Photo Courtesy of SSC North America.

Look out Koenigsegg Agera RS, there’s a new fastest car on the block.  Almost two years after SSC North America, North America’s first hypercar company, unveiled the 1,750-horsepower Tuatara in the hopes of being the first to hit 300 mph, it now claims the title of “world’s fastest production car.”

Earlier this month, the Tuatara was taken to a seven-mile stretch of highway along State Route 160 outside of Las Vegas to test its limits and hopefully earn a spot in the record books.  Of course, the entire road was shut down in order to attempt the potentially dangerous record.  Over two runs, with officials and the folks at Guinness World Records looking on, the Tuatara averaged 316.11 mph, smashing the Agera RS’ 277.9 mph average.  Consecutive runs must be taken in opposite directions within an hour of each other, to account for wind and elevation, in order for the record to count.  More impressive than the average was the fact that the Tuatara reached a mind-blowing top speed of 331.15 mph on the second run, which is the highest speed ever achieved on a public road.  This was after the first run earned a top-speed of 301.07 mph.

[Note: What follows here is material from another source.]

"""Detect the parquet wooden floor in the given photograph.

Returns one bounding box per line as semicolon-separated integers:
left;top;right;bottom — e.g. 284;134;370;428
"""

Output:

Piloting the Tuatara was Oliver Webb, a British-born racing driver whose resume includes competing at the prestigious 24 Hours of Le Mans.  Here’s how it looked to reach 331 mph from Webb’s perspective inside the vehicle:

This isn’t SSC’s first record, however.  It comes almost 10 years after the company’s first car, the Ultimate Aero, dethroned Bugatti’s Veyron of the record with an average speed of 253.81 mph.  Since then, there have been several other vehicles to do it, the latest of which came just over a year ago when a specially modified Bugatti Chiron averaged 304.8 during two test runs in Germany, though it wasn’t official.  At the time, the French company claimed it was the first production car to break the milestone.

Part of the reason the Tuatara was able to achieve the feat – besides the aforementioned horsepower, the flat-plane crank 5.9-liter twin-turbo V8 and a seven-speed automated manual transmission – is because of the vehicle’s aerodynamic profile, with a coefficient of drag at 0.279.  Look, there’s a lot of numbers and math but the result speaks for itself.

The only question is, how long before another car manufacturer breaks SSC’s record?  Actually, this one might just be here to stay, at least for a handful of years.